Building on Cathedrals

AI-Driven Insights into Architectural Heritage

Building on Cathedrals Exhibition Poster

Building on Cathedrals brings together cutting-edge AI technology and Lambeth Palace Library’s rich collections of medieval cathedral architecture. In partnerships with Cardiff University Special Collections and Archives & Wyoming Universities, this project explores how AI-driven tools, such as image recognition, OCR, and caption detection, are enhancing access to England’s ecclesiastical heritage by transforming these historical materials into digital formats.

This digital exhibition, complementing the physical showcase curated and designed by Camille Koutoulakis at Lambeth Palace Library, invites audiences—academics, cultural heritage conservators, architects, and curious minds alike—to explore the intricate world of cathedral architecture. Using innovative technologies, fine-tuned AI classifications, and rich contextual resources, the project and exhibition highlights the intersection of cultural heritage and digital humanities.

Building on Cathedrals is funded by the National Endowment for Humanities [FAIN: HND-284954-22] and the Arts and Humanities Research Council [AH/W005417/1].

Print of Westminster Abbey

Preserving History in High Definition

With advanced imaging techniques, we’ve photographed over 3,000 images from 22 medieval cathedrals across England, converting delicate historical materials into high-resolution digital formats. This technical endeavour ensures the long-term preservation of invaluable records, while enhancing their accessibility for research and public engagement. By integrating these assets into Lambeth Palace Library’s digital collections, we provide a durable platform for analysis and exploration of medieval architectural heritage.

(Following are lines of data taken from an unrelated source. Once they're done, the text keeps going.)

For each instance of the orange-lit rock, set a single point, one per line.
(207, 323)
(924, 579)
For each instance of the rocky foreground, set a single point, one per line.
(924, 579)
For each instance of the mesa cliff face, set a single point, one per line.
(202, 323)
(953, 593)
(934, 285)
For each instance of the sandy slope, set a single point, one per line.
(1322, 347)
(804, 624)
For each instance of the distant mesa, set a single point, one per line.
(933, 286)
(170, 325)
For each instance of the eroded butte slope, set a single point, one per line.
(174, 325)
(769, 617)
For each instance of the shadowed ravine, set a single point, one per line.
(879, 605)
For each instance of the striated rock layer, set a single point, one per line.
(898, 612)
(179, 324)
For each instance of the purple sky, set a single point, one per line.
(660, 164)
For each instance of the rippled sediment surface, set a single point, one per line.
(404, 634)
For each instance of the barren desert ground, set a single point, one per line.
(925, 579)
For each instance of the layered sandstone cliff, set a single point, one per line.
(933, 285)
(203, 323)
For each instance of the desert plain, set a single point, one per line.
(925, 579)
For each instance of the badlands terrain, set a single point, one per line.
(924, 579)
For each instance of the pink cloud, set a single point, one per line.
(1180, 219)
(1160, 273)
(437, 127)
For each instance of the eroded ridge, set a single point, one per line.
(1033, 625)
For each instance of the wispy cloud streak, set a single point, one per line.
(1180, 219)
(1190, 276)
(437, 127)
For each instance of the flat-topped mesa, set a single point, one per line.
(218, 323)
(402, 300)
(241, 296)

Unlocking the treasures of our collections

A detailed architectural drawing of Old Saint Paul's, featuring pointed arches, a central nave, and a bell tower. Hollar, engr. W. Finden

Step into the past with an extraordinary selection of 16th – 19th century prints, including engravings, lithographs, and ground plans. These artworks offer intricate views and technical designs, some by celebrated artists, making them a goldmine for architectural studies. See the full catalogue of images.

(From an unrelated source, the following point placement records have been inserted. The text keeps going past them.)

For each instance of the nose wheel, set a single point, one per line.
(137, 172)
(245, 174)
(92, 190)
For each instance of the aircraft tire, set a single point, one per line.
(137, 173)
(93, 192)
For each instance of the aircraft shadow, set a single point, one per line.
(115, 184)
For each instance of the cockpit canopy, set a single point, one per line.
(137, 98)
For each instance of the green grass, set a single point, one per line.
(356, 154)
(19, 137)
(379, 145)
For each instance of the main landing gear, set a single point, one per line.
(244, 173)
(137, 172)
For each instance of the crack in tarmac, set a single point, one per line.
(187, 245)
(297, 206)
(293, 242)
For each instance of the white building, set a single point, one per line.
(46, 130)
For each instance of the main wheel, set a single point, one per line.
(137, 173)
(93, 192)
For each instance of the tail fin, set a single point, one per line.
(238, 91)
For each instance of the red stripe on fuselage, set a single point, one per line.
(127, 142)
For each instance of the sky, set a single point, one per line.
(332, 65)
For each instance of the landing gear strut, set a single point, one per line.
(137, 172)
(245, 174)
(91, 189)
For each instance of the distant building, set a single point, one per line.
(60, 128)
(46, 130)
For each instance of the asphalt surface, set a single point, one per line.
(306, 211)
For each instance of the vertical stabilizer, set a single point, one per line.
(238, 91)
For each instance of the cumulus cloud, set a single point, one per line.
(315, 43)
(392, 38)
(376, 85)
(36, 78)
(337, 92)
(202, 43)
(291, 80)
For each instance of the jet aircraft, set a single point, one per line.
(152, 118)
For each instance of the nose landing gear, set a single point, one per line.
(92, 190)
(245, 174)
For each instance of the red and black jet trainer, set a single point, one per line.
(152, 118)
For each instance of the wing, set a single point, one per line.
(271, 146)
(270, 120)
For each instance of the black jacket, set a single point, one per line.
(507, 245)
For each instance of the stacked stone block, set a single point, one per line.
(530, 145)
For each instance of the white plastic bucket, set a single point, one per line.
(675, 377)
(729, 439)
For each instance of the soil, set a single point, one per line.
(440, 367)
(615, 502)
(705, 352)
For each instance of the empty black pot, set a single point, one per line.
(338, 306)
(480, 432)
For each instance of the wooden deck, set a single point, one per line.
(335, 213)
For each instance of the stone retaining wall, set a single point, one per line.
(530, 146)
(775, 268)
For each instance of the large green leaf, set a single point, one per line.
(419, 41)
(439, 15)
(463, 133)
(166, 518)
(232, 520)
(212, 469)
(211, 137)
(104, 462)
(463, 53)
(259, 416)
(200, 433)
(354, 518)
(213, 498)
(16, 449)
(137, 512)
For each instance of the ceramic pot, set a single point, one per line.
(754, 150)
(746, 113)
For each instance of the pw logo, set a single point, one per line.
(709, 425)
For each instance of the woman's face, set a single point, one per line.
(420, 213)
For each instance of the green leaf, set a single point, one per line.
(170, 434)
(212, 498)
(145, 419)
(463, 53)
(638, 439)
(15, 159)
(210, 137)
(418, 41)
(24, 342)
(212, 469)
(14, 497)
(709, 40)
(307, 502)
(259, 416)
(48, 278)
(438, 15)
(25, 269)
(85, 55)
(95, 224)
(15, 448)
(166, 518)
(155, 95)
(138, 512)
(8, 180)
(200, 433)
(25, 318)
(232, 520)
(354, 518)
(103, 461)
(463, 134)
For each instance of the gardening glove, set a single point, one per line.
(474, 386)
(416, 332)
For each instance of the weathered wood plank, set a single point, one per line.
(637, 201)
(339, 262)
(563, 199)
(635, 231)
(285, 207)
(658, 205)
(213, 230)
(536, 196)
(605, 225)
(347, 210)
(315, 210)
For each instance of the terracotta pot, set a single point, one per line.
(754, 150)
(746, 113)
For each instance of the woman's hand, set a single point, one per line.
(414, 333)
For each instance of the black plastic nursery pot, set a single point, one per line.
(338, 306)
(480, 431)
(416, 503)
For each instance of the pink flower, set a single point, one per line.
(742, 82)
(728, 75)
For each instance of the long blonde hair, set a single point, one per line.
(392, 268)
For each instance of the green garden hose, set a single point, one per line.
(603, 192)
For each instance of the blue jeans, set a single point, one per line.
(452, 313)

Intricately carved gothic cloister ceiling with ribbed vaults and large arched windows from Gloucester Cathedral. MS 5180

Uncover rare 19th – 20th century documentary photographs – like the 19th century glass plates photographs by Thomas Hennell Harrison and Reverend Mann or albumen prints by John W.T. Keene. These photographs provide unparalleled clarity and reveal details of stone carvings, stained glass, and soaring vaults. See the full catalogue of images.

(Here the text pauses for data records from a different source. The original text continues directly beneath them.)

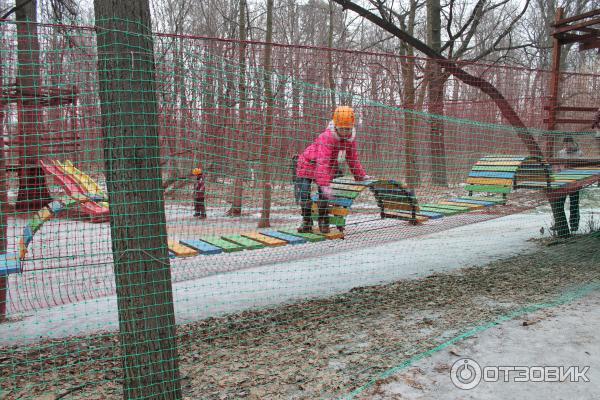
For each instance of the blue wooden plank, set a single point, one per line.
(481, 202)
(288, 238)
(342, 202)
(55, 206)
(202, 247)
(430, 214)
(9, 264)
(580, 171)
(27, 235)
(491, 174)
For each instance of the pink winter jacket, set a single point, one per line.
(318, 160)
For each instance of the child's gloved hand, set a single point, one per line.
(327, 192)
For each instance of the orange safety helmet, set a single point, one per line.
(343, 117)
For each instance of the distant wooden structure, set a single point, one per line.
(583, 29)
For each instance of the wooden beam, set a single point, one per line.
(574, 18)
(569, 121)
(576, 27)
(567, 38)
(589, 44)
(570, 108)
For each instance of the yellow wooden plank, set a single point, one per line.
(471, 206)
(407, 216)
(341, 211)
(181, 250)
(392, 205)
(503, 163)
(266, 240)
(490, 181)
(352, 188)
(45, 214)
(331, 235)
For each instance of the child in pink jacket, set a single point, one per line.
(318, 163)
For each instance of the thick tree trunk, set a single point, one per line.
(33, 192)
(435, 102)
(452, 68)
(241, 164)
(131, 148)
(265, 216)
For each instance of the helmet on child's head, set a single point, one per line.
(343, 117)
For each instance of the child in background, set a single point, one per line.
(318, 163)
(199, 192)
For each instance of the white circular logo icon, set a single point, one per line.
(465, 373)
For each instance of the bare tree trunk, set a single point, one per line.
(240, 167)
(408, 79)
(435, 104)
(4, 209)
(137, 219)
(265, 215)
(33, 192)
(330, 56)
(452, 68)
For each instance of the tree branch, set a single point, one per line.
(450, 66)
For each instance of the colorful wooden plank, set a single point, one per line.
(392, 205)
(181, 250)
(495, 157)
(446, 211)
(430, 214)
(490, 181)
(243, 241)
(470, 201)
(348, 194)
(580, 171)
(227, 246)
(491, 174)
(283, 236)
(486, 188)
(405, 216)
(330, 236)
(499, 163)
(266, 240)
(351, 187)
(470, 205)
(338, 202)
(340, 211)
(9, 264)
(311, 237)
(202, 247)
(446, 207)
(495, 168)
(55, 206)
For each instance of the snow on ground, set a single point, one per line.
(281, 282)
(563, 336)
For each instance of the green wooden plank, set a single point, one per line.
(311, 237)
(490, 199)
(446, 206)
(488, 188)
(228, 247)
(444, 211)
(248, 244)
(348, 194)
(565, 176)
(499, 168)
(337, 220)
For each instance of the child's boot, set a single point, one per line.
(306, 226)
(323, 217)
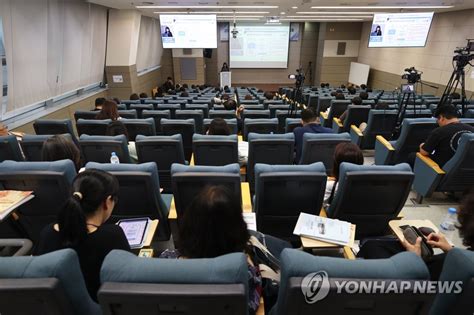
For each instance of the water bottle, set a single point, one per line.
(448, 226)
(114, 158)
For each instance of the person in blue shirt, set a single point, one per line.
(310, 122)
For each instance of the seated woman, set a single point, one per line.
(109, 111)
(212, 226)
(219, 126)
(81, 225)
(59, 147)
(344, 152)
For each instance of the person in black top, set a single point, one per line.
(443, 142)
(81, 225)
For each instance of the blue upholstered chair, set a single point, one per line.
(457, 174)
(10, 149)
(458, 266)
(47, 180)
(319, 147)
(139, 194)
(381, 122)
(48, 284)
(92, 127)
(215, 150)
(99, 148)
(262, 126)
(326, 271)
(135, 127)
(370, 196)
(185, 128)
(190, 286)
(188, 181)
(232, 123)
(269, 149)
(414, 132)
(164, 151)
(283, 191)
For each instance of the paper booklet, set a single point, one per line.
(12, 199)
(323, 229)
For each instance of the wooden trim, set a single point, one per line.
(357, 130)
(428, 161)
(384, 141)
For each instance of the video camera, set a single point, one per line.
(412, 75)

A stone statue of St. Peter holding a book and a model of a cathedral building, set against a stone wall with decorative columns.

The Cathedrals Fabric Collection of England (CFCE) Cathedral Architecture, Theological and Historical (CATH) collections are brimming with architectural plans, rare prints and fascinating records of cathedral construction and preservation. As the Library team continues to catalogue this material, we are uncovering the stories of these magnificent cathedrals. See the full catalogue of images.

This project isn’t just about preservation; it’s about enhancing access to the study and engagement of medieval cathedral artistry. It explores how AI can reveal details to create new ways of engaging with centuries-old images.
A map of England showing the placement of the 22 cathedral featured in 'Building on Cathedrals' AI project.

Transforming Cathedral Studies

By employing AI technologies, Lambeth Palace Library can work towards digitising fragile historical materials and make them easily accessible to researchers and the public. These tools also enable the categorisation and analysis of complex architectural features, facilitating deeper insights into the intricate designs of medieval cathedrals.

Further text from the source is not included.